В мою закулисную комнату пришли автор письма и мать одного из погибших. Он высокий, седой. Рукопожатие, как и почерк, когда-то было уверенным. Она — из тех женщин, которых мало кто замечает и с кем чиновники особенно не считаются. Может, доярка, может, прачка, может, бухгалтер. На голове мужская шапка меховая, зимняя. Видимо, шапка сына. Может быть, в ней она чувствует себя ближе к нему. Классическое совдеповское пальто из нашего прошлого. Узенький меховой воротничок скорее похож на ошейник. Она была из тех женщин, которые быстро свыкаются с мыслью, что жизнь их не удалась и все свои надежды впредь вкладывают в детей. Такие женщины в России часто рожают без мужей, чтобы у них появился смысл в жизни. Несмотря на то, что прошел год со дня гибели сына, она все время держала носовой платок около глаз. Она плакала так же постоянно, как и дышала.

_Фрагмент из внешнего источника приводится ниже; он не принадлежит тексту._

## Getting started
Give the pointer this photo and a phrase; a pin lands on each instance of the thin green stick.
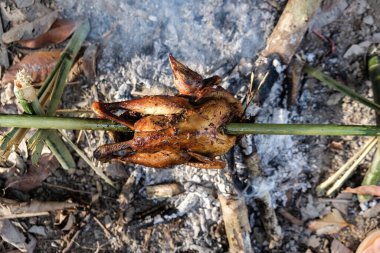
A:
(70, 52)
(300, 129)
(372, 177)
(70, 123)
(325, 79)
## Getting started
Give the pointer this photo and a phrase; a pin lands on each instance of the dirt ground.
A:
(276, 175)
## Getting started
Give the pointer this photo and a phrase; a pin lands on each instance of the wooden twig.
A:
(290, 29)
(236, 222)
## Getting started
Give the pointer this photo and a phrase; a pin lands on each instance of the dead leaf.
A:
(38, 64)
(10, 209)
(371, 244)
(12, 235)
(36, 174)
(30, 30)
(59, 32)
(330, 224)
(365, 190)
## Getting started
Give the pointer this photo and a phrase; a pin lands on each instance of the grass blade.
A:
(68, 56)
(372, 176)
(325, 79)
(59, 149)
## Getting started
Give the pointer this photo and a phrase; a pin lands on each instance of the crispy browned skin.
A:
(175, 129)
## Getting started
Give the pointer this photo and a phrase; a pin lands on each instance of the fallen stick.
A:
(290, 29)
(236, 222)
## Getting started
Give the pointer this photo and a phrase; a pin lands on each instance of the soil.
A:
(277, 175)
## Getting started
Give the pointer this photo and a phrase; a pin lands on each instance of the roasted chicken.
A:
(171, 130)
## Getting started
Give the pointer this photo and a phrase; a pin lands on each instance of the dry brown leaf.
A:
(10, 209)
(59, 32)
(30, 30)
(36, 174)
(365, 190)
(330, 224)
(371, 244)
(338, 247)
(38, 64)
(12, 235)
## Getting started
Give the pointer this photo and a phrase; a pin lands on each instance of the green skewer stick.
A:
(70, 123)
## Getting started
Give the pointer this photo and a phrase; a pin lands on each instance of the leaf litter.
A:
(122, 75)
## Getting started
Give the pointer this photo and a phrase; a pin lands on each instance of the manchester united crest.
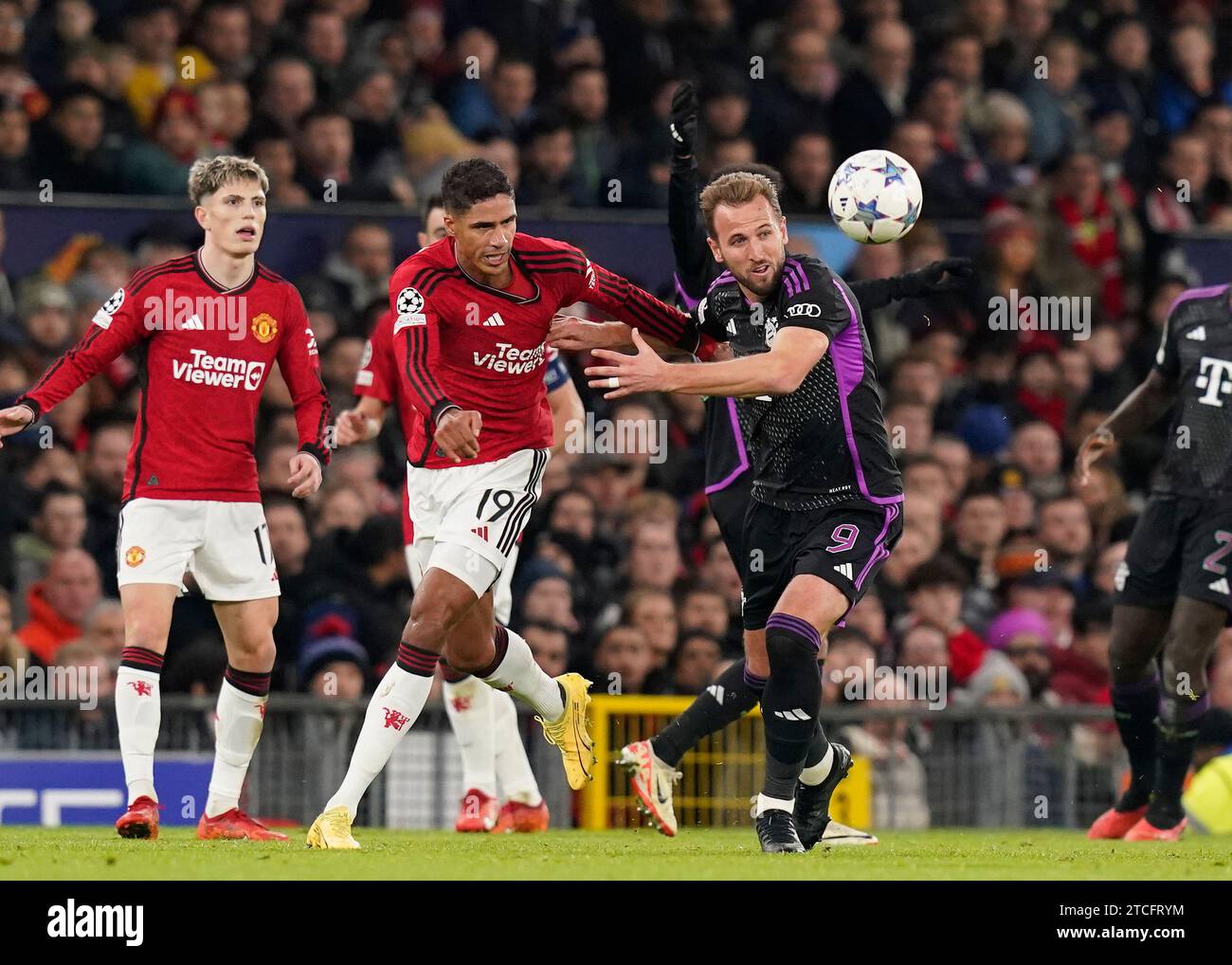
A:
(263, 328)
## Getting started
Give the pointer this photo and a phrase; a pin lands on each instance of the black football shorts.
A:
(844, 545)
(1181, 546)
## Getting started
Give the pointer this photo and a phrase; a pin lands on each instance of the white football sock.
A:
(518, 674)
(237, 730)
(392, 713)
(139, 713)
(468, 705)
(513, 767)
(821, 771)
(768, 804)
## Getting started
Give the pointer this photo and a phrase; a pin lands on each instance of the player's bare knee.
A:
(788, 649)
(755, 653)
(430, 623)
(148, 631)
(254, 649)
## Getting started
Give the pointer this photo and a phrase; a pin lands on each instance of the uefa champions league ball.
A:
(875, 196)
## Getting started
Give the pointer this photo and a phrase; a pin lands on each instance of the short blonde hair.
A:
(208, 173)
(738, 188)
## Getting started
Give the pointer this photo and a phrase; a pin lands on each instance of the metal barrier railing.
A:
(959, 767)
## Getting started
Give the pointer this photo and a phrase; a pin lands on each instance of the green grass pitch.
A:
(98, 853)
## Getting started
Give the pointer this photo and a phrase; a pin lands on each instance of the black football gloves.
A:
(684, 121)
(948, 275)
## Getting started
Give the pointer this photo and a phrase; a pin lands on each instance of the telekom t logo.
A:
(1212, 377)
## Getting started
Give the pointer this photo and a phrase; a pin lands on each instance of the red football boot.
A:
(1114, 824)
(234, 825)
(522, 818)
(140, 818)
(1146, 830)
(477, 812)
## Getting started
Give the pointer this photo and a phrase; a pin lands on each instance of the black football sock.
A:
(789, 702)
(723, 701)
(1134, 707)
(1177, 739)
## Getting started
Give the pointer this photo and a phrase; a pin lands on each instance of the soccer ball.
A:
(875, 196)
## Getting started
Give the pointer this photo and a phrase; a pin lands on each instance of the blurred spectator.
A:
(103, 628)
(1080, 672)
(584, 100)
(934, 593)
(360, 271)
(550, 645)
(625, 664)
(333, 667)
(654, 614)
(549, 159)
(807, 172)
(1025, 637)
(11, 647)
(70, 148)
(58, 524)
(899, 796)
(1055, 100)
(695, 662)
(58, 604)
(1064, 534)
(1190, 79)
(874, 95)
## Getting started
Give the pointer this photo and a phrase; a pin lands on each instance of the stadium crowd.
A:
(1078, 169)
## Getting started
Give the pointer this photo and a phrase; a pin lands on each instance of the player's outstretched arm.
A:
(299, 365)
(776, 373)
(457, 432)
(571, 333)
(948, 275)
(116, 327)
(306, 475)
(361, 423)
(15, 419)
(684, 221)
(1140, 410)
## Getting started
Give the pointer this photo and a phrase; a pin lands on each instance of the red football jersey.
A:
(378, 378)
(204, 355)
(461, 343)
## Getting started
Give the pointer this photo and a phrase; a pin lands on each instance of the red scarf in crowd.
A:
(1093, 239)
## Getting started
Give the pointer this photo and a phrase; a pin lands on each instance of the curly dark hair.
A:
(471, 181)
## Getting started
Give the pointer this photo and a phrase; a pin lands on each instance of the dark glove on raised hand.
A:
(684, 121)
(948, 275)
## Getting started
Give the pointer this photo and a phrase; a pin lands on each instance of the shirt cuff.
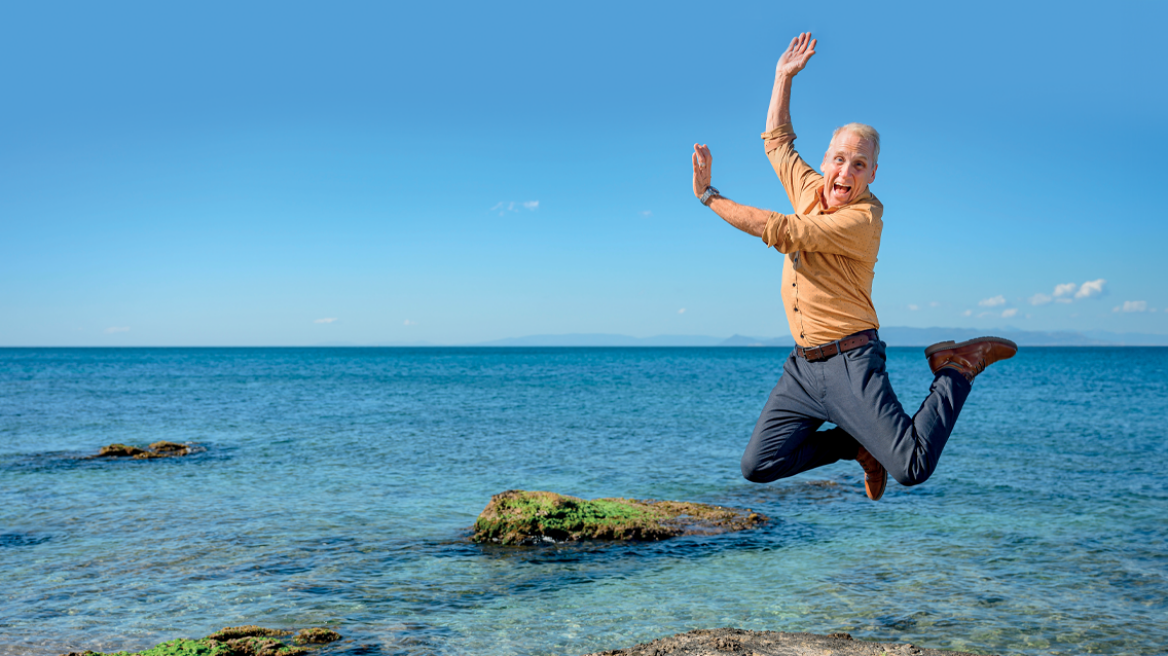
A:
(783, 131)
(773, 232)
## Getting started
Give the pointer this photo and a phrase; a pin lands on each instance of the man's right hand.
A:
(702, 161)
(795, 57)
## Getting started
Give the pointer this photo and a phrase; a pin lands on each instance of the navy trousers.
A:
(850, 390)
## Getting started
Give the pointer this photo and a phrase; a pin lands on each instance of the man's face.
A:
(848, 168)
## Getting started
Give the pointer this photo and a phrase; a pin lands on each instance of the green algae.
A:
(231, 641)
(530, 517)
(157, 449)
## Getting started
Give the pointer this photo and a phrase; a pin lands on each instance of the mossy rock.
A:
(230, 641)
(532, 517)
(119, 451)
(157, 449)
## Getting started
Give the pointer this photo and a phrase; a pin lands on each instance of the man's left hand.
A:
(702, 164)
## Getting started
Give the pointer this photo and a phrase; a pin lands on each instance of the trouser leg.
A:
(786, 439)
(861, 402)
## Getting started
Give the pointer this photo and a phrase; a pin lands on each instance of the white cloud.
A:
(1132, 306)
(1040, 299)
(1091, 288)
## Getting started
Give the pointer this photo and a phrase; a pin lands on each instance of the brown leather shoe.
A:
(971, 356)
(875, 474)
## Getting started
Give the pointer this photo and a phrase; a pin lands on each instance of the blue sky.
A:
(375, 173)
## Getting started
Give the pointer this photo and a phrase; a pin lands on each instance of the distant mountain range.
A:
(892, 335)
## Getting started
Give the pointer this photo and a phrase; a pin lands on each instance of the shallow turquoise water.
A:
(338, 484)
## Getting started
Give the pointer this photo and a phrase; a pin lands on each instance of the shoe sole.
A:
(883, 487)
(952, 344)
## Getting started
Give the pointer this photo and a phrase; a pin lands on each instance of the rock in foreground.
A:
(231, 641)
(157, 449)
(720, 642)
(530, 517)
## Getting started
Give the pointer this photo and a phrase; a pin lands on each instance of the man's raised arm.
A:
(746, 218)
(792, 61)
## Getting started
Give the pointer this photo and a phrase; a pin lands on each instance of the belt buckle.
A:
(821, 351)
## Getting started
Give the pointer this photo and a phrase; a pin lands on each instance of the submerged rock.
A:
(231, 641)
(713, 642)
(157, 449)
(530, 517)
(315, 636)
(119, 451)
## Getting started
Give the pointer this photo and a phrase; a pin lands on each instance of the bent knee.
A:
(762, 472)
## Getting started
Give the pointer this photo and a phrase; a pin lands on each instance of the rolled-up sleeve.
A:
(853, 231)
(795, 175)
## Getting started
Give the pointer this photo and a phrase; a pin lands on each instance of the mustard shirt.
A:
(827, 277)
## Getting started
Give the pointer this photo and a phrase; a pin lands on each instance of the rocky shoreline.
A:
(526, 517)
(738, 642)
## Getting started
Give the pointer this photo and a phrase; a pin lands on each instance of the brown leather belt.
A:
(824, 351)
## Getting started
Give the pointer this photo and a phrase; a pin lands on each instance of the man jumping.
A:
(836, 371)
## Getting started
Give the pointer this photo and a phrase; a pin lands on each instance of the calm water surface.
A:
(338, 487)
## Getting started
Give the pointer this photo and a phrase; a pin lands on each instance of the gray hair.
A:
(862, 131)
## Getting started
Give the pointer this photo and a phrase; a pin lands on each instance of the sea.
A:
(336, 487)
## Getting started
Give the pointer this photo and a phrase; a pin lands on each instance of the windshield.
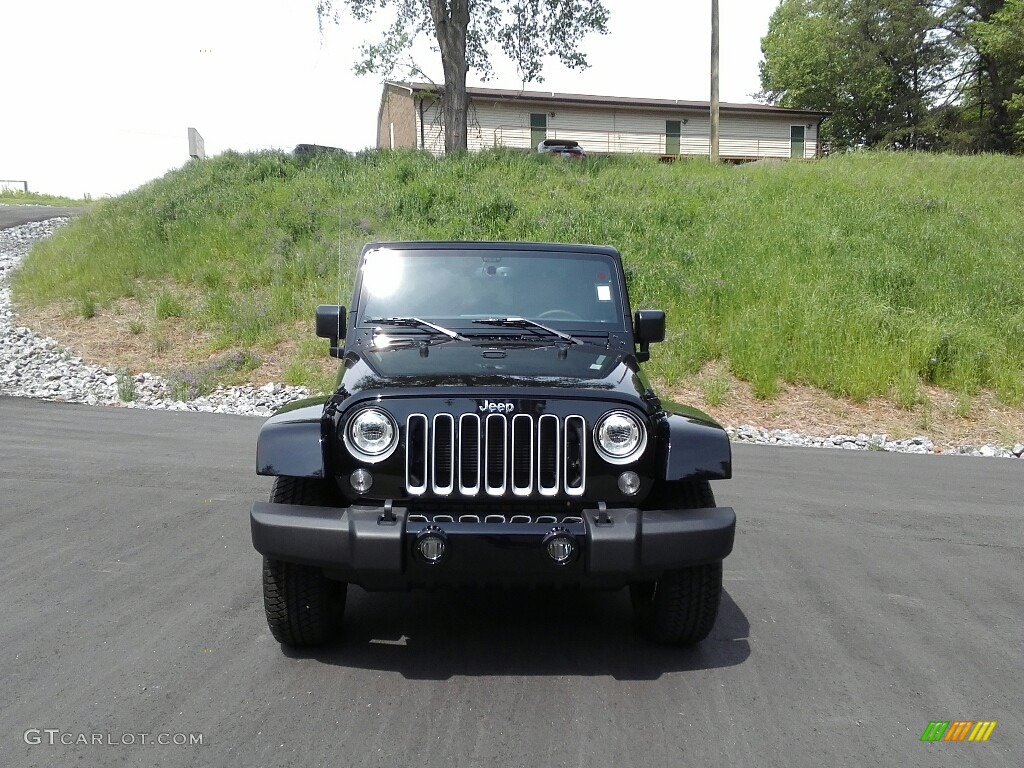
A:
(456, 287)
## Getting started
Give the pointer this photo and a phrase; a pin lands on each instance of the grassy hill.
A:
(863, 274)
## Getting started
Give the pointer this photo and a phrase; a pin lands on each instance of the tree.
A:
(527, 31)
(1000, 52)
(878, 68)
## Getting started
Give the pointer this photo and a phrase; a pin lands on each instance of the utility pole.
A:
(714, 81)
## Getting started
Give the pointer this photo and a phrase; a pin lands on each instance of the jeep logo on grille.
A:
(488, 407)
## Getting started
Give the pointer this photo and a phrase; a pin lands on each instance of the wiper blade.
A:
(528, 324)
(417, 323)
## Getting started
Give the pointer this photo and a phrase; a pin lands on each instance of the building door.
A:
(538, 128)
(797, 141)
(673, 130)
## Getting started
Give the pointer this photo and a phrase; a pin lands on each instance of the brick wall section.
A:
(398, 108)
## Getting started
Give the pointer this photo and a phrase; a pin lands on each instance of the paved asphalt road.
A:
(868, 594)
(11, 215)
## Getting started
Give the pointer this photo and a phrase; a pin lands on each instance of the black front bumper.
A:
(364, 546)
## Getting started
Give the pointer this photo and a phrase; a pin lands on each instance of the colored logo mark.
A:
(958, 730)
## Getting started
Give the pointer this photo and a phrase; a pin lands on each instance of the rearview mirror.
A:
(648, 327)
(331, 325)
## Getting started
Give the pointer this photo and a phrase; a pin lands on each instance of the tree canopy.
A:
(901, 74)
(467, 34)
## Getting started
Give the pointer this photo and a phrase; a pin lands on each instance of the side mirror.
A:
(331, 325)
(648, 327)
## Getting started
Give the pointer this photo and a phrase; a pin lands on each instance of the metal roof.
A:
(546, 97)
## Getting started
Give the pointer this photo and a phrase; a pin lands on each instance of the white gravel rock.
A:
(32, 366)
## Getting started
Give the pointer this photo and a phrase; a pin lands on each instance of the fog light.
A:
(431, 545)
(629, 482)
(361, 480)
(560, 546)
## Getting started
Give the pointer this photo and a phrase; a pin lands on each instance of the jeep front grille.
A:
(496, 455)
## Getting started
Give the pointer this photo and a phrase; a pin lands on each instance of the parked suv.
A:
(492, 425)
(562, 146)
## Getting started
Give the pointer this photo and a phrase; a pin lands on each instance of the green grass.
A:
(864, 274)
(10, 197)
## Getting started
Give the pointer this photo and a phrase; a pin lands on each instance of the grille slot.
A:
(547, 454)
(576, 455)
(499, 455)
(416, 454)
(469, 454)
(443, 454)
(496, 460)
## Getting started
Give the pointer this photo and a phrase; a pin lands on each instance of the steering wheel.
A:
(559, 314)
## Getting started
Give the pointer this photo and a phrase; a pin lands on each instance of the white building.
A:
(410, 117)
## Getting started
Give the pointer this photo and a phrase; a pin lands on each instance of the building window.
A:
(538, 128)
(797, 141)
(673, 130)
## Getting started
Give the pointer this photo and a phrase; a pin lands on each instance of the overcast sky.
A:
(99, 94)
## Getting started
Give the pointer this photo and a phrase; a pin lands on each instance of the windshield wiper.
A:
(417, 323)
(527, 324)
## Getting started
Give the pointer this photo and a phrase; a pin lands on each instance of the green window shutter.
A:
(673, 130)
(797, 141)
(538, 128)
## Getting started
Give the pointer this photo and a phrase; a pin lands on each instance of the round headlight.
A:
(372, 434)
(620, 437)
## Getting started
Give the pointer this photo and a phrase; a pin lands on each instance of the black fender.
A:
(292, 441)
(693, 448)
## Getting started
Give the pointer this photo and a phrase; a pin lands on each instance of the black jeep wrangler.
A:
(492, 426)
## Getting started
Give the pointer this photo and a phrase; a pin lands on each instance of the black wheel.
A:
(302, 605)
(680, 608)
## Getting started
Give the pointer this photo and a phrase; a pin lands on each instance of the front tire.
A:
(680, 608)
(302, 606)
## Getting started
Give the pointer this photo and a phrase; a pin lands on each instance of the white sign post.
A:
(197, 150)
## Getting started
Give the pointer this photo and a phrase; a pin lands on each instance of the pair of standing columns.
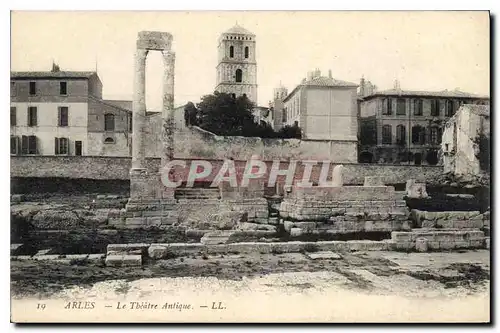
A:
(139, 109)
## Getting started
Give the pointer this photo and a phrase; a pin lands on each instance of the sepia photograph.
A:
(250, 166)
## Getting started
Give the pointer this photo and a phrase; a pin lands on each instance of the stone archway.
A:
(145, 184)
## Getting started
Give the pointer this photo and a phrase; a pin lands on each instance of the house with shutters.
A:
(62, 113)
(399, 126)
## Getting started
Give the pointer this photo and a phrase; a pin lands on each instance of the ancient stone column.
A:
(139, 112)
(168, 104)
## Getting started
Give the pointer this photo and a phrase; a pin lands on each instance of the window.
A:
(401, 109)
(109, 122)
(449, 109)
(78, 148)
(401, 134)
(14, 145)
(13, 91)
(32, 88)
(63, 116)
(63, 88)
(418, 107)
(435, 108)
(387, 134)
(29, 144)
(32, 116)
(418, 135)
(239, 75)
(13, 116)
(387, 106)
(61, 146)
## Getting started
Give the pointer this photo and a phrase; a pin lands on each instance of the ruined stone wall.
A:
(196, 143)
(99, 167)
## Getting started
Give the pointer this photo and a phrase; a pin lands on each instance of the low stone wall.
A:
(105, 168)
(439, 239)
(196, 143)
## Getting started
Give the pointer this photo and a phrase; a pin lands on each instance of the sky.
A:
(423, 50)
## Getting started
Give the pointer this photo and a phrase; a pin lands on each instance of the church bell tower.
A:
(237, 67)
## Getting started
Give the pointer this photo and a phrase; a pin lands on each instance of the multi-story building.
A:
(399, 126)
(63, 113)
(466, 141)
(323, 107)
(237, 64)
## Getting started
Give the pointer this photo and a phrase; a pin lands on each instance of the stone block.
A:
(273, 220)
(404, 245)
(135, 221)
(16, 198)
(115, 260)
(416, 190)
(154, 221)
(44, 252)
(477, 244)
(374, 181)
(157, 251)
(323, 255)
(296, 232)
(124, 248)
(246, 226)
(217, 237)
(131, 260)
(15, 249)
(401, 236)
(421, 245)
(305, 226)
(288, 225)
(428, 224)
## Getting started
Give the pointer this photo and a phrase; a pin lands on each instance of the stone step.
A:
(15, 249)
(217, 237)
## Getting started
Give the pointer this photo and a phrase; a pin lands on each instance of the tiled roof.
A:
(444, 93)
(480, 110)
(51, 75)
(237, 29)
(324, 81)
(120, 103)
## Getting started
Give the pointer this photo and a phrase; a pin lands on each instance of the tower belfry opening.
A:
(237, 65)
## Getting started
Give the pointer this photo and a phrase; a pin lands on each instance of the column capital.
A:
(168, 56)
(141, 54)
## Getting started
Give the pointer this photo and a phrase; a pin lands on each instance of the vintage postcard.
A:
(250, 166)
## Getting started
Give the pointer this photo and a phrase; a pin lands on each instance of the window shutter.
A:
(68, 147)
(24, 144)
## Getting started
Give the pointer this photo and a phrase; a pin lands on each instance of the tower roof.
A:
(237, 29)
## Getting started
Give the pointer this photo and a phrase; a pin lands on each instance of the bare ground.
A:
(380, 272)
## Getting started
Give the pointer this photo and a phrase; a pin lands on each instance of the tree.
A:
(224, 114)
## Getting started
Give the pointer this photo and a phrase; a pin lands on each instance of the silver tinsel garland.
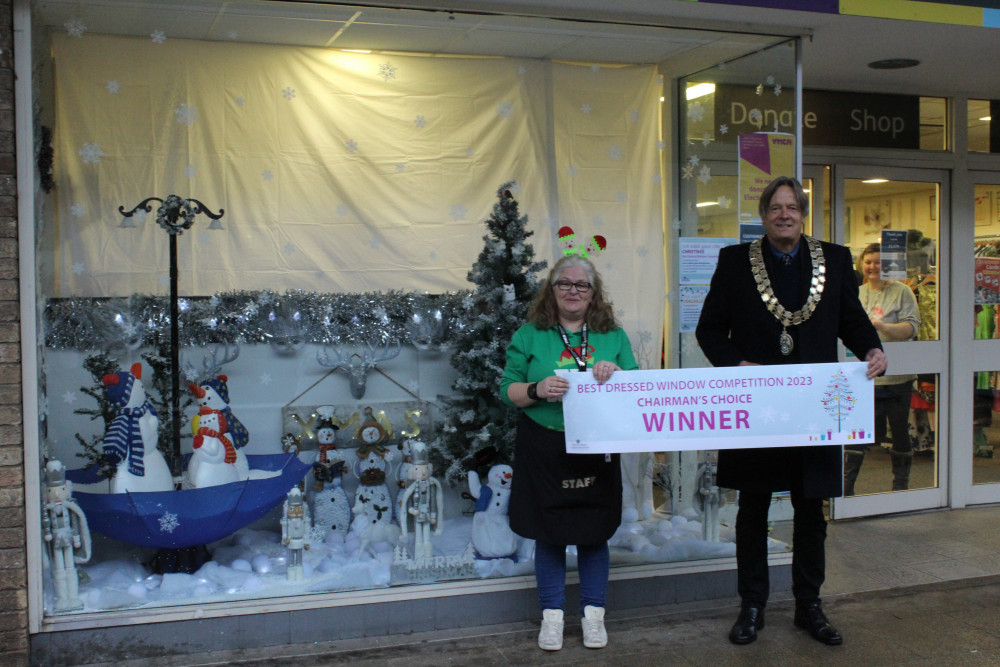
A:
(286, 320)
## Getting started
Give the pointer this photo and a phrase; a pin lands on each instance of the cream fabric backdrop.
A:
(344, 172)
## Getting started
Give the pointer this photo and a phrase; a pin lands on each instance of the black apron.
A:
(562, 498)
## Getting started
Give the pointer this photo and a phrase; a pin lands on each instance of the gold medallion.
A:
(786, 318)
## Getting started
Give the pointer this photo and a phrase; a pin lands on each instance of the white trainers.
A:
(550, 636)
(594, 633)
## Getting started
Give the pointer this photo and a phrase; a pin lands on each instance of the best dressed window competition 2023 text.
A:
(740, 407)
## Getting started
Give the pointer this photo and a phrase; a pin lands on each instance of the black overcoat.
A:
(735, 325)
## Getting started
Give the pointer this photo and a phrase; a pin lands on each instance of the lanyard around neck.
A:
(581, 362)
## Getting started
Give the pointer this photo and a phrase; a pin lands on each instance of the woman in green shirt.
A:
(558, 499)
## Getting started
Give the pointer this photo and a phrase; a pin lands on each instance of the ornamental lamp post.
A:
(174, 215)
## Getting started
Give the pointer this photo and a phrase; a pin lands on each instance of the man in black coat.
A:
(784, 299)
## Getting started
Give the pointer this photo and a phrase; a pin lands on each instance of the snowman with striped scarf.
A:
(130, 441)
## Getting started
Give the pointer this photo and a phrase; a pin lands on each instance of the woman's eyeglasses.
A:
(566, 285)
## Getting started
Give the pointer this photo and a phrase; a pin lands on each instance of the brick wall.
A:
(13, 571)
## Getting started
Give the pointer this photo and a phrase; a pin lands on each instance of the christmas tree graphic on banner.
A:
(838, 399)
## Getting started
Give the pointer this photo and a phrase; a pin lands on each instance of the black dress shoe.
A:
(750, 620)
(811, 617)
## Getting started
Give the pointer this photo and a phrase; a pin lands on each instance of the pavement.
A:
(919, 589)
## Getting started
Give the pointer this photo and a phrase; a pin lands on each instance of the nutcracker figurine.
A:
(295, 525)
(67, 537)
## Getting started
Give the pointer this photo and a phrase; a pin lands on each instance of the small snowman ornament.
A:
(491, 533)
(214, 394)
(214, 459)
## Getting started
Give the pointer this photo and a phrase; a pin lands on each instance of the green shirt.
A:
(533, 354)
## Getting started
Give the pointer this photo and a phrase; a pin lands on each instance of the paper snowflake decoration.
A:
(169, 522)
(75, 27)
(91, 153)
(386, 71)
(186, 115)
(768, 414)
(696, 112)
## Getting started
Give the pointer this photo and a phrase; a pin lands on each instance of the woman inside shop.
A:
(893, 311)
(558, 499)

Сначала она с опаской и недоверием глядела на меня из-под шапки, не совсем понимая, зачем этот бывший военный пригласил ее на встречу с каким-то сатириком?

Говорить начал автор письма. Сначала сбивчиво. Волновался.

Колонну десантников должны были пустить по одному маршруту, но в последний момент маршрут изменили. Прикрытие авиационное сняли, сказали, что вертолеты сломались. Сам выход колонны тоже задержали на целый день. Как будто ждали кого-то. В пути остановились фотографироваться. Хотя это нарушение инструкции. При этом один из офицеров перегородил дорогу своим грузовиком, поставив его поперек, чтоб нельзя было быстро выехать. И когда фотографировались, все началось.

Постепенно к нашему разговору присоединилась и мать погибшего.

— За что? Я растила его… На институт накопила. Мне потом его друг рассказал. Друг почему-то в живых остался. Говорит, догадался откатиться в кювет и спасся, а Дима не успел. Но он наврал. Я знаю. На них напали 23-го, а смерть у Димы наступила 24-го. Мне его историю показывали. И две пули в коленке. Значит, над ним издевались, пытали…

Она не может продолжать. Я понимаю, что ей до сих пор мерещится эта страшная картина.

Счастье наших предателей в том, что они не верят в перерождение души. Иначе они знали бы, что отныне их род будет проклят из-за их предательства на несколько поколений. И потомки их будут мучиться, даже не зная, за что они расплачиваются.

— Она не поехала на опознание, — чтобы прервать неловкое молчание, говорит автор письма. — Не смогла. А я поехал. Вы не представляете… В морге, — он сделал паузу, чтобы выбросить из воображения виденное, — там наши ребята в холодильниках. Там жареным мясом пахнет. Большинство тел обуглены. Узнать никого невозможно. Все одинаковые. И запах. Запах горелого. Это преисподняя! Я туда с первого раза зайти не смог. Несколько раз кругами ходил. Потом выпил для храбрости. И зашел. А ведь я в прошлом военный. Но это страшно, поверьте.